- Coordinates: 30°38′51″S 150°39′25″E﻿ / ﻿30.6475°S 150.6569°E
- Carries: Tamworth-Barraba railway line
- Crosses: Borah Creek; Oakey Creek;
- Locale: Manilla, Tamworth Regional Council, New South Wales, Australia
- Owner: Transport Asset Holding Entity

Characteristics
- Design: Howe truss underbridges
- Material: Timber
- Pier construction: Concrete and timber
- Longest span: 10.4 metres (34 ft)
- No. of spans: 7

Rail characteristics
- No. of tracks: One
- Track gauge: 4 ft 8+1⁄2 in (1,435 mm) standard gauge

History
- Contracted lead designer: NSW Government Railways
- Constructed by: NSW Department of Public Works
- Construction end: 1908

New South Wales Heritage Register
- Official name: Manilla railway underbridges
- Type: State heritage (built)
- Designated: 2 April 1999
- Reference no.: 1045
- Type: Railway Bridges / Viaduct
- Category: Transport – Rail

Location

= Manilla railway underbridges =

The Manilla railway underbridges are two heritage-listed railway bridges located on the Tamworth-Barraba railway line in the town of Manilla in the Tamworth Regional Council local government area of New South Wales, Australia. The underbridges are owned by Transport Asset Holding Entity, an agency of the Government of New South Wales. The two sites were added to the New South Wales State Heritage Register on 2 April 1999.

== Description ==
The bridges includes two structures, one located at Upper Manilla across the Borah Creek; and the other across the Oakey Creek.

=== Bora Creek underbridge ===
The Borah Creek Bridge is a Howe timber truss railway underbridge located at Upper Manilla across the Borah Creek, situated 575 km from Sydney Central station, erected in 1908. The bridge is seven spans in length, with the three central spans constructed with 34 ft span Howe-Deck timber trusses. The trestles are supported on concrete sills. Opened in 1908, it has three 10.4 m timber truss spans and is a good example of the 9.8–10.7 m deck Howe truss. This type of truss bridge was introduced in 1902 and used until 1908. Other examples are across the Murrumbidgee River at Gundagai (1905), and at Oakey Park, 17 km north of the present bridge. The bridge is of considerable technological significance. The bridge carries a single-track railway on an open deck (with transoms). The spans are 4.3 m, three at 10.4 m, 6.7 m, and 4.3 m, of which the three larger spans are timber trusses and the other timber girders. The trusses are deck-type Howe trusses of the 9.8–10.7 m deck-type, with timber compression diagonals, steel tie rods for the verticals and five bays. The piers are timber, with concrete bases. The bridge was listed on the (now defunct) Register of the National Estate on 18 April 1989.

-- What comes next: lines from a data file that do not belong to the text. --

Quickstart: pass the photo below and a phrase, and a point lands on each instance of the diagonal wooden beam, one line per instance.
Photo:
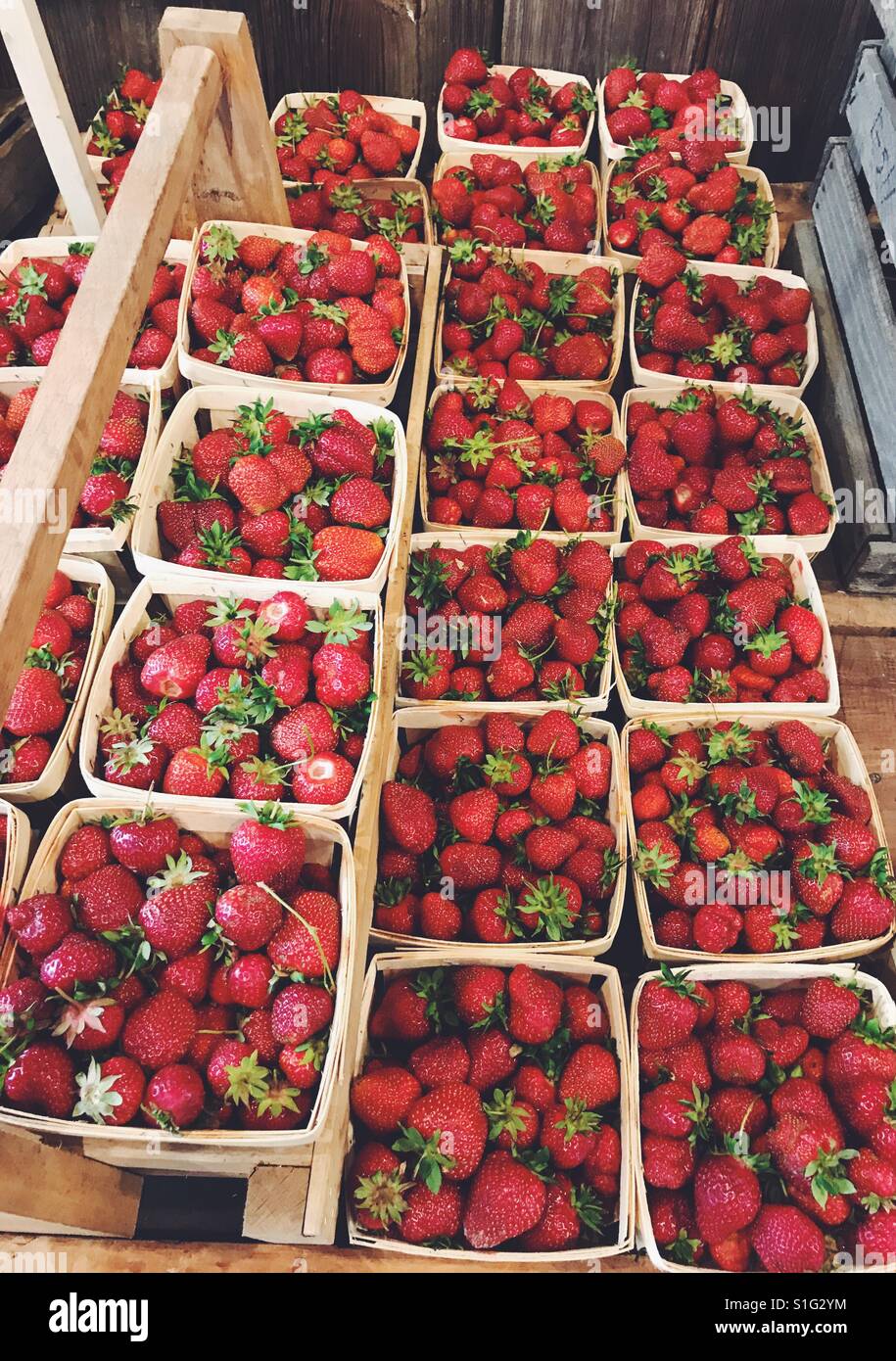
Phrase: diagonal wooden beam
(59, 442)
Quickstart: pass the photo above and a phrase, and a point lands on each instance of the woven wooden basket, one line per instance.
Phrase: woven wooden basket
(533, 390)
(768, 979)
(567, 967)
(847, 761)
(135, 618)
(811, 543)
(417, 725)
(808, 589)
(202, 372)
(324, 841)
(218, 407)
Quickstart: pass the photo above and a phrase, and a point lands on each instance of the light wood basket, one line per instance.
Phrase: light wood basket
(526, 157)
(56, 248)
(806, 588)
(135, 618)
(419, 725)
(219, 405)
(612, 150)
(589, 704)
(533, 390)
(553, 261)
(87, 573)
(97, 538)
(554, 79)
(771, 980)
(650, 379)
(403, 111)
(822, 484)
(202, 372)
(846, 758)
(324, 840)
(576, 970)
(752, 174)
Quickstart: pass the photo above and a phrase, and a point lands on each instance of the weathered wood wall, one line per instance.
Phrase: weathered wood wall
(791, 55)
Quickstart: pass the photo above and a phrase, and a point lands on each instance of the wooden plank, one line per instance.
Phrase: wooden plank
(52, 1190)
(237, 176)
(867, 310)
(589, 38)
(871, 109)
(31, 58)
(108, 1256)
(60, 439)
(833, 401)
(793, 59)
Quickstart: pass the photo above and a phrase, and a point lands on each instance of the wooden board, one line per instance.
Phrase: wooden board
(862, 299)
(60, 440)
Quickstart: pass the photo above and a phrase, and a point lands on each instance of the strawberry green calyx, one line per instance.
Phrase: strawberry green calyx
(248, 1081)
(342, 624)
(382, 1197)
(97, 1096)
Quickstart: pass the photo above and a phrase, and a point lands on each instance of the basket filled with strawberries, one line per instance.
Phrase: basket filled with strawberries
(44, 274)
(518, 201)
(533, 316)
(676, 109)
(265, 486)
(118, 475)
(317, 310)
(348, 133)
(40, 729)
(502, 454)
(712, 209)
(491, 1109)
(519, 107)
(760, 836)
(722, 627)
(703, 464)
(267, 695)
(515, 624)
(178, 979)
(725, 324)
(763, 1102)
(118, 124)
(500, 830)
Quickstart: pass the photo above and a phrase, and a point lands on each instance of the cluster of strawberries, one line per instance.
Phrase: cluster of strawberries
(335, 203)
(711, 464)
(494, 1117)
(767, 1131)
(244, 700)
(173, 983)
(297, 312)
(525, 621)
(513, 817)
(520, 109)
(342, 135)
(752, 840)
(711, 325)
(275, 497)
(506, 316)
(701, 203)
(675, 111)
(497, 457)
(48, 680)
(718, 625)
(546, 205)
(105, 497)
(118, 125)
(38, 294)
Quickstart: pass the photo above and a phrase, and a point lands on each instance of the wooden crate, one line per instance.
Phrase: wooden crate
(858, 327)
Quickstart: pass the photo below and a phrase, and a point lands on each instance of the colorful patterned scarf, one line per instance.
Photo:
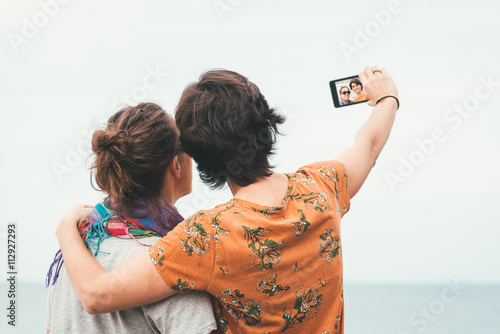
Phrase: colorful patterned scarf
(102, 223)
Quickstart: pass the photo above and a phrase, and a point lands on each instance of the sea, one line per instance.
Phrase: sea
(447, 308)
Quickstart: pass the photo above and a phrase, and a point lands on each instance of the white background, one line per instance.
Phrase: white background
(441, 223)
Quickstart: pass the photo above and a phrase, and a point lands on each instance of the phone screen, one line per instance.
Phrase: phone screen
(348, 91)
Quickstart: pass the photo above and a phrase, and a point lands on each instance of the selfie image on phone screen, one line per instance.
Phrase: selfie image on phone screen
(348, 91)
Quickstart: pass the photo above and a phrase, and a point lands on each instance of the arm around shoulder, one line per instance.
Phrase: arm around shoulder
(135, 282)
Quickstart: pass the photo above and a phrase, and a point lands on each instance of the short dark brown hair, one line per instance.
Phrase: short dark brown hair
(132, 154)
(356, 81)
(228, 128)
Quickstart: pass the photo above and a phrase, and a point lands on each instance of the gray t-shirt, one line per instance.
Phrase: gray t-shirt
(191, 313)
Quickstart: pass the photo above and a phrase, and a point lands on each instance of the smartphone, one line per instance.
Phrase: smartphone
(348, 91)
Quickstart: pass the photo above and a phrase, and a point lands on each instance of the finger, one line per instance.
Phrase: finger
(369, 72)
(376, 70)
(384, 72)
(362, 76)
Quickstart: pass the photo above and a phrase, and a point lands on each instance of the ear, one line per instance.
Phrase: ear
(175, 167)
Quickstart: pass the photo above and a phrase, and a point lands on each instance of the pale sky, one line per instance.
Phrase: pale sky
(435, 220)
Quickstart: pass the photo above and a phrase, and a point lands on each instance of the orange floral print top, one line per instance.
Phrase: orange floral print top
(269, 269)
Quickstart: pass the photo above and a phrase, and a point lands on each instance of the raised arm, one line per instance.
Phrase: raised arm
(135, 282)
(372, 136)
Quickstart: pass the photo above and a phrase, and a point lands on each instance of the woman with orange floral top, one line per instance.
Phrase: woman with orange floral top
(271, 257)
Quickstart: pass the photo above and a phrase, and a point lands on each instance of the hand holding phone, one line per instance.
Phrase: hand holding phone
(371, 84)
(378, 83)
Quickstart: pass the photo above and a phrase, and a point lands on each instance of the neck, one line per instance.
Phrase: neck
(268, 190)
(168, 193)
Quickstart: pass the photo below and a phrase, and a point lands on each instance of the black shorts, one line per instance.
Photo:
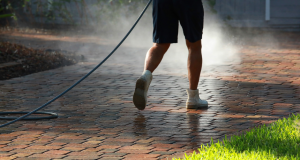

=== Oakey Creek underbridge ===
The Oakey Creek Bridge is a Howe timber truss railway underbridge located at Upper Manilla across the Oakey Creek, situated 539 km from Central station, also completed in 1908. The bridge is a significant technical accomplishment. It was opened in 1908 and has five 10.4 m timber truss spans. It is a good example of the 9.8–10.7 m deck type Howe truss, introduced in 1902 and used until 1908. Other examples are across the Murrumbidgee River at Gundagai (1903) and at Borah Creek, 17 km south of the present bridge. The bridge carries a single-track railway on an open deck (with transomes). The spans are 7.3 m, five at 10.4 m and 7.3 m, of which the five larger spans are timber trusses and the others timber girders. The trusses are deck type Howe trusses, of the 9.8–10.7 m deck type, with five bays, timber compression diagonals and steel tie rods for the verticals. The piers are timber. The bridge was listed on the (now defunct) Register of the National Estate on 18 April 1989.

== Heritage listing ==
The bridges were constructed in timber because of the remote location and constraints on cost, particularly related to branch line construction. They are two of the relatively few surviving timber bridges left in the State and are of considerable significance.

The Manilla railway underbridges were listed on the New South Wales State Heritage Register on 2 April 1999 having satisfied the following criteria.

The place possesses uncommon, rare or endangered aspects of the cultural or natural history of New South Wales.

This item is assessed as historically rare. This item is assessed as scientifically rare. This item is assessed as archaeologically rare. This item is assessed as socially rare.